The soy complex is trading in decidedly mixed fashion. Little soy news emerged from South America overnight, but it’s pretty safe to assume that the massive Brazilian crop isn’t encouraging bulls. Conversely, the CWB predicted a 16.1 million tonne decline in global bean production this year. That may explain the narrowly mixed CBOT quotes being seen at this juncture. May soybean futures gained 0.25 cent to $9.82/bushel early Wednesday morning, while May soyoil crept up 0.04 cents to 31.15 cents/pound, and May meal stalled at $326.3/ton.

Russian and Canadian wheat news seemed to even out Tuesday night. Russian officials stated overnight that their winter grain production losses looked smaller than previously thought, with the implied increase in supply at least partially offsetting the big drop in global output indicated by the CWB this morning. Wheat futures are trading narrowly mixed this morning. May CBOT wheat was steady at $5.235/bushel in early Wednesday action, as was May KC wheat at $5.6525/bushel, while May MWE wheat added 1.0 to $5.8275.

Rising wholesale prices seemed to boost cattle futures Tuesday afternoon. Cash market gains powered Monday’s big cattle rally, with afternoon beef gains also seeming quite supportive.
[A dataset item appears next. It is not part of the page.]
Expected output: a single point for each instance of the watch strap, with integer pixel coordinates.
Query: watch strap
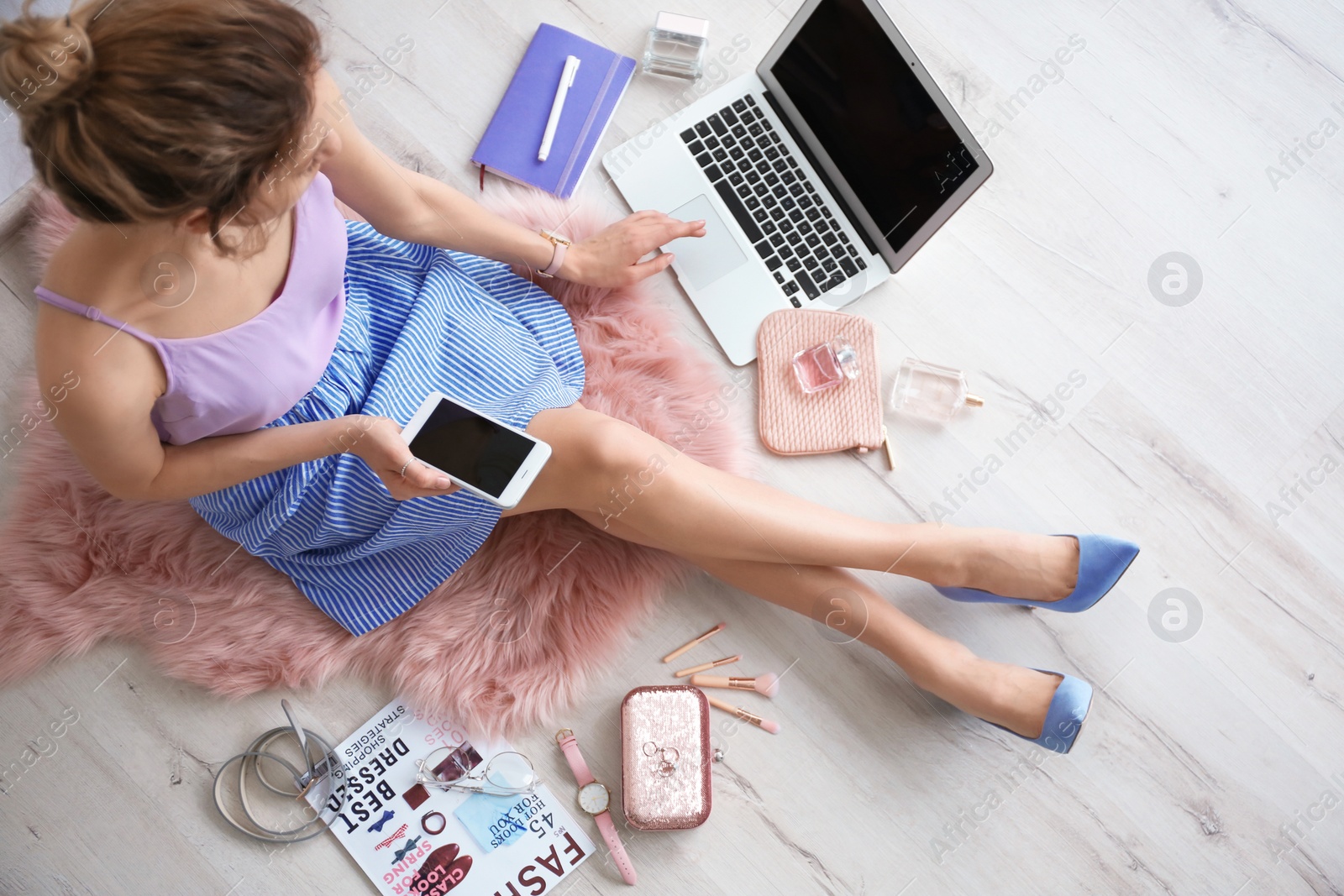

CME prices turned mixed to lower yesterday morning, but moved generally higher after midday beef quotes again rose significantly. Afternoon beef strength and GLOBEX gains suggest a strong Wednesday morning opening. April cattle futures rallied 0.65 cents to 162.00 cents/pound in late Tuesday trading, while August cattle inched up 0.10 at 150.32 cents/pound. Meanwhile, April feeder cattle futures lost 0.25 cents to 218.92 cents/pound, and August feeders dropped 0.42 to 219.25.
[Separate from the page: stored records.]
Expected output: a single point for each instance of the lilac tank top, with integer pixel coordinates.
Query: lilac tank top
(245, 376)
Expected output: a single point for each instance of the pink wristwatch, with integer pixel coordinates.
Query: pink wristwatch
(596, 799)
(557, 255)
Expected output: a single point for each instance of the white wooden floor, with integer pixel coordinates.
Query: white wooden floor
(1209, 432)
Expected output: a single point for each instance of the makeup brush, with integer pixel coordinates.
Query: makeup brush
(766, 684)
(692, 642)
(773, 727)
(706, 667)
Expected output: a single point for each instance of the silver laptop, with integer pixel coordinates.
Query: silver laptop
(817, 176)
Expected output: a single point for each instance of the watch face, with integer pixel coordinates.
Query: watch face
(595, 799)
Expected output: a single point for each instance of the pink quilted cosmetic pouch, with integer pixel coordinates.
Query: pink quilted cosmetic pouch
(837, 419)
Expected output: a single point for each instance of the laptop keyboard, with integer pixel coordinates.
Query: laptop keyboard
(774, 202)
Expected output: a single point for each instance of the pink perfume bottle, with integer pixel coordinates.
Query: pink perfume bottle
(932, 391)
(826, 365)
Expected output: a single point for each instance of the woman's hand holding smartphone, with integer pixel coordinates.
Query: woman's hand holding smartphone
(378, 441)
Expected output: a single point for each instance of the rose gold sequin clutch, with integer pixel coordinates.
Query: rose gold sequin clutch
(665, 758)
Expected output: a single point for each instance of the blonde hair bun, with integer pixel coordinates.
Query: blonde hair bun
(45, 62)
Deferred hog futures staged a Tuesday rebound. Monday’s USDA Cold Storage report indicated a big February jump in U.S. pork supplies, which was generally anticipated due to the West Coast port situation. Futures proved quite volatile in early trading, with deferred contracts turning generally higher later in the day. That probably reflected reports of firming pork prices and fund position rolling. However, Tuesday afternoon developments imply a weak opening this morning. April hog futures stumbled 0.65 cents to 58.60 cents/pound at Tuesday’s CME settlement, while June hogs surged 1.05 to 74.67.
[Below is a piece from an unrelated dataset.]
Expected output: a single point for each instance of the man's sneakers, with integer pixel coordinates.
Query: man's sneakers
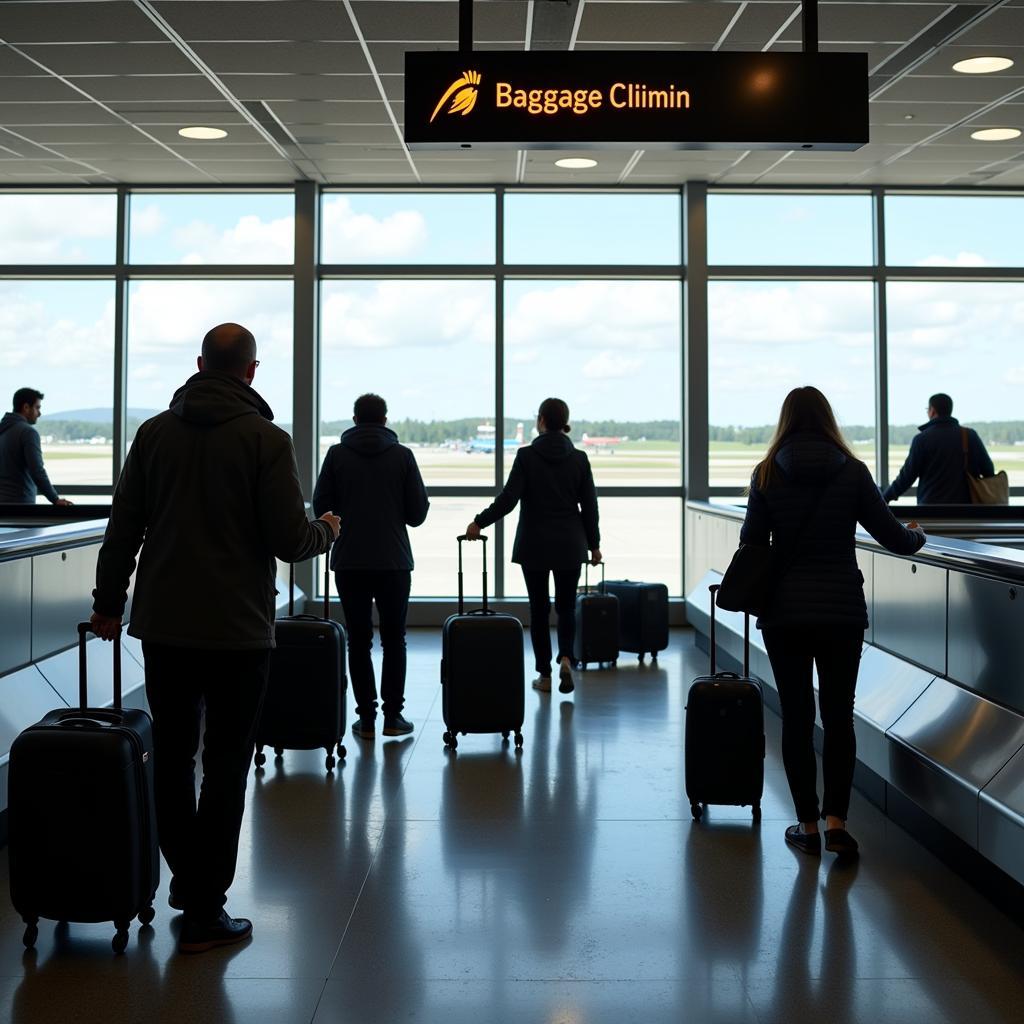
(201, 936)
(396, 726)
Cotton futures are again struggling at resistance. With Northern Hemisphere cotton production in abeyance at this point, demand issues seem to be dominating ICE trading. Traders are apparently focusing upon economic events as indicated by the equity and currency markets. Thus, Tuesday’s stock market losses weighed on prices. The dollar turned downward overnight, but that didn’t seem to encourage cotton bulls. A look at the chart shows the nearby May contract struggling against resistance at the 64.00 cent level. May cotton slid 0.16 cents to 63.75 shortly after sunrise Wednesday, while December futures sagged 0.17 to 64.53.